Wer sich oben frei reckt, ist als Faschingsprinzessin in Bayern schnell unten durch.
aus DER SPIEGEL 2/1982

Nur drei Nächte lang regierte Marlene P., 23, die Narren der Gesellschaft »Bavaria«. Dann brachte sie ein Zeitungsphoto um den Thron. Eine »Porno-Prinzessin«, fanden die Isar-Narren, könne man nicht gebrauchen.

Zum zweiten und nicht zum letzten Mal in dieser sündigen Saison suspendierte der Sitten-TÜV einer bayrischen Gaudi-Gesellschaft seine Faschingsprinzessin. Beim Sex hört sich der Spaß auf.

Per Annonce hatte der junge Vorstadtverein »Bavaria«, hundert zahlende Mitglieder, um seine diesjährige »Lieblichkeit« geworben. »Wir sind froh«, so Präsidentin Rosi Moritz, 35, »wenn wir überhaupt jemand finden.«

Denn das lustige Amt ist mit hohen Kosten verbunden, Gagen gibt es nicht. Am 2. Januar wurde Marlene P. mit ihrem Prinzgemahl Ulf I. vor 300 jubelnden Gaudianern im katholischen Kolpingheim feierlich inthronisiert.

»Sie war so charmant«, erinnert sich Rosi Moritz. Doch bevor das Treiben so richtig begann, gereichten der frisch gekürten Bozenerin auch schon die körperlichen S.74 Reize zum Nachteil, die sie ursprünglich für das närrische Amt qualifiziert hatten.

Die Telephonistin hatte vor Jahren für Sex-Aufnahmen posiert. Die Photoserie, von einem Pornoblatt veröffentlicht, zeigt das Mädchen anschaulich beim Versuch, zwei Schwule umzustimmen.

Präsidentin Rosi war »wie vom Donner gerührt«, als ihr Boulevard-Reporter die schlüpfrigen Bilder zeigten. Noch am selben Tag kündigte sie ihrer brünetten Prinzessin die Ballnächte: »Marlene, es hat keinen Sinn.« Der Münchner Fasching war wieder sauber.

Aber gerade für drei Tage. Schon am Freitag letzter Woche befleckte eine neue Enthüllung den heimischen Faschingsadel. Diesmal stürzte Prinzessin Andrea I., 22, aus Burgkirchen bei Altötting - es schien, als wären alle bayrischen Mädchen schon irgendwann mal nackt photographiert worden.
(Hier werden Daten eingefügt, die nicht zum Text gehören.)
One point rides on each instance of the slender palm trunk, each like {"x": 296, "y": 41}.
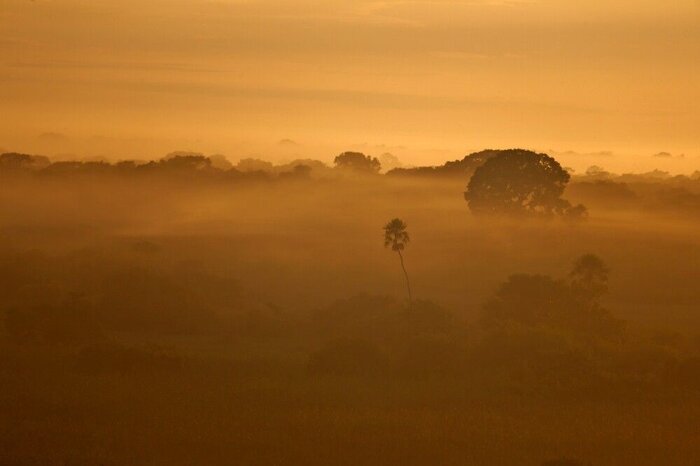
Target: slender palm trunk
{"x": 408, "y": 284}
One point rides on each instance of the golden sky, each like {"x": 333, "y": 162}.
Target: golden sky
{"x": 612, "y": 81}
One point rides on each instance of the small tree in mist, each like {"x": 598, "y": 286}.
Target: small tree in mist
{"x": 396, "y": 237}
{"x": 589, "y": 277}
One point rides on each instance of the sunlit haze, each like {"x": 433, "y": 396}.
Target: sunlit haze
{"x": 599, "y": 82}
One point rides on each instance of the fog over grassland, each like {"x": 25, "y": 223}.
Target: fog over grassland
{"x": 495, "y": 309}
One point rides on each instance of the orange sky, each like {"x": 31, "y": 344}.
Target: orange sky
{"x": 613, "y": 81}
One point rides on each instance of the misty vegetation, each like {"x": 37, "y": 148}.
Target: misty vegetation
{"x": 192, "y": 310}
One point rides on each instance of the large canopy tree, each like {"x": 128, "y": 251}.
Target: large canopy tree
{"x": 519, "y": 181}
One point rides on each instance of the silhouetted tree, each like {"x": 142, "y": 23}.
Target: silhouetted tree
{"x": 519, "y": 182}
{"x": 358, "y": 161}
{"x": 589, "y": 277}
{"x": 396, "y": 236}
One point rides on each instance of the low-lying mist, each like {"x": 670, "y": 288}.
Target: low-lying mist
{"x": 182, "y": 313}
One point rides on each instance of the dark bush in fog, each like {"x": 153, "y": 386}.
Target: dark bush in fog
{"x": 358, "y": 162}
{"x": 520, "y": 182}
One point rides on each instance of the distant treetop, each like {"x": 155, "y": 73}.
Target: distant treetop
{"x": 358, "y": 162}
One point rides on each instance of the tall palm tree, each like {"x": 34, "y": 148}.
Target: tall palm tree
{"x": 396, "y": 236}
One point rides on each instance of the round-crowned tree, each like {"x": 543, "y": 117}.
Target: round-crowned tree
{"x": 517, "y": 182}
{"x": 358, "y": 162}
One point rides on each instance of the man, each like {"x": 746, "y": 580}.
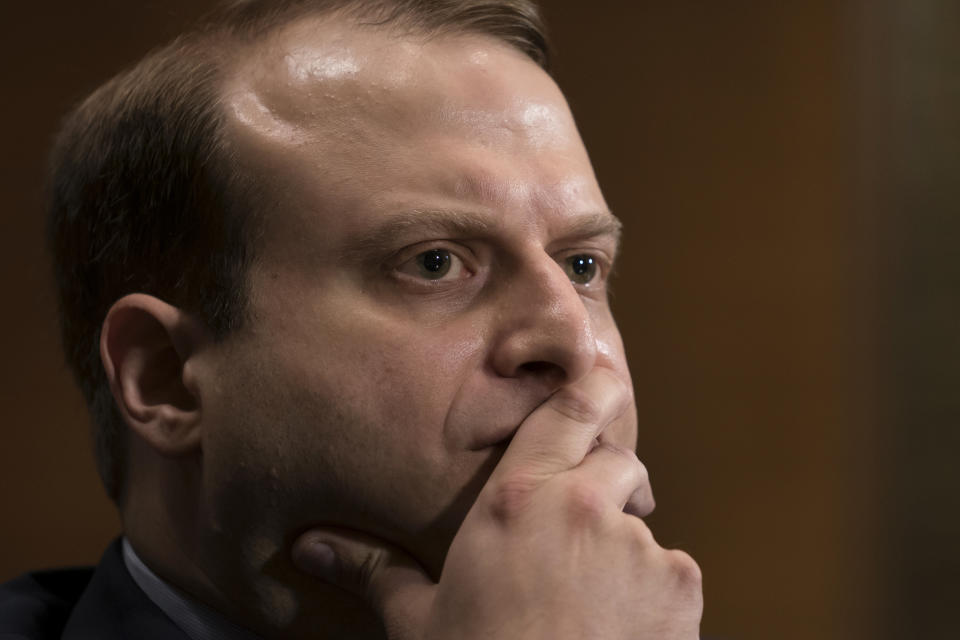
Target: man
{"x": 333, "y": 281}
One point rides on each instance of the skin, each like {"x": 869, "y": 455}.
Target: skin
{"x": 363, "y": 394}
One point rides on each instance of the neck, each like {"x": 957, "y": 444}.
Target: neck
{"x": 244, "y": 573}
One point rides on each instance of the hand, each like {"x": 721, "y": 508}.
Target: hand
{"x": 547, "y": 550}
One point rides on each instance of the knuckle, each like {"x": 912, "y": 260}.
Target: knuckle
{"x": 511, "y": 497}
{"x": 575, "y": 404}
{"x": 585, "y": 504}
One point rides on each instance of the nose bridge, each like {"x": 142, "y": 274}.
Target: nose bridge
{"x": 545, "y": 322}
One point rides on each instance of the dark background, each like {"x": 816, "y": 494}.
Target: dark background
{"x": 788, "y": 177}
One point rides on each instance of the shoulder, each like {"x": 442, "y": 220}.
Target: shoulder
{"x": 37, "y": 605}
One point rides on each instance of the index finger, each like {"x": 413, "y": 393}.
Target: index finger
{"x": 560, "y": 432}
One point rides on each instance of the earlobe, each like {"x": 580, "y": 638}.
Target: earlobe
{"x": 146, "y": 345}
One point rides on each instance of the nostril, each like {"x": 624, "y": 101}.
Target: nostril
{"x": 544, "y": 369}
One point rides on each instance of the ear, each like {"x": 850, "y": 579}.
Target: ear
{"x": 146, "y": 346}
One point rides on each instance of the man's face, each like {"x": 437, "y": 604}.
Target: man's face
{"x": 431, "y": 267}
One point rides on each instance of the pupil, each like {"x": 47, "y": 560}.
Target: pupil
{"x": 582, "y": 264}
{"x": 434, "y": 261}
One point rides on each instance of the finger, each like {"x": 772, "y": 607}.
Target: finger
{"x": 619, "y": 476}
{"x": 386, "y": 578}
{"x": 560, "y": 432}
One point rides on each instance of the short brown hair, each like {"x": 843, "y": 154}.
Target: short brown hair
{"x": 144, "y": 195}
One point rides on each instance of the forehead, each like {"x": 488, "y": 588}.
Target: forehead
{"x": 333, "y": 112}
{"x": 323, "y": 73}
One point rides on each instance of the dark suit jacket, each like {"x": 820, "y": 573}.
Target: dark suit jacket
{"x": 82, "y": 604}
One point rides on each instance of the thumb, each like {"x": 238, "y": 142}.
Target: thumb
{"x": 387, "y": 579}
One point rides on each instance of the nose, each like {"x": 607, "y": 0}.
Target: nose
{"x": 545, "y": 330}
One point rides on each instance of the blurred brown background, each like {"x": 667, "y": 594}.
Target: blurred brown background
{"x": 788, "y": 293}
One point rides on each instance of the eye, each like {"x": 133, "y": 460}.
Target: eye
{"x": 435, "y": 264}
{"x": 581, "y": 268}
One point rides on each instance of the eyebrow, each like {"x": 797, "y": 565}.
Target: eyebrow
{"x": 465, "y": 224}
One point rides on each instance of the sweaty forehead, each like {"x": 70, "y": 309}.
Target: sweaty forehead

So traf es auch die Jura-Studentin Katharina Fleischmann, 22, die Faschingsprinzessin der »Narrhalla«, der ersten Faschingsgesellschaft am Platze. Vor Jahren hatte sie mit nacktem Oberkörper posiert, harmlos, auf der grünen Wiese - alles andere als ein Porno. Gleichwohl mußte auch sie, im November letzten Jahres, als »Katharina I.« abdanken, als nicht nur ein Bild, sondern auch ihre Mitarbeit an einem »Playboy«-Buch publik gemacht wurden.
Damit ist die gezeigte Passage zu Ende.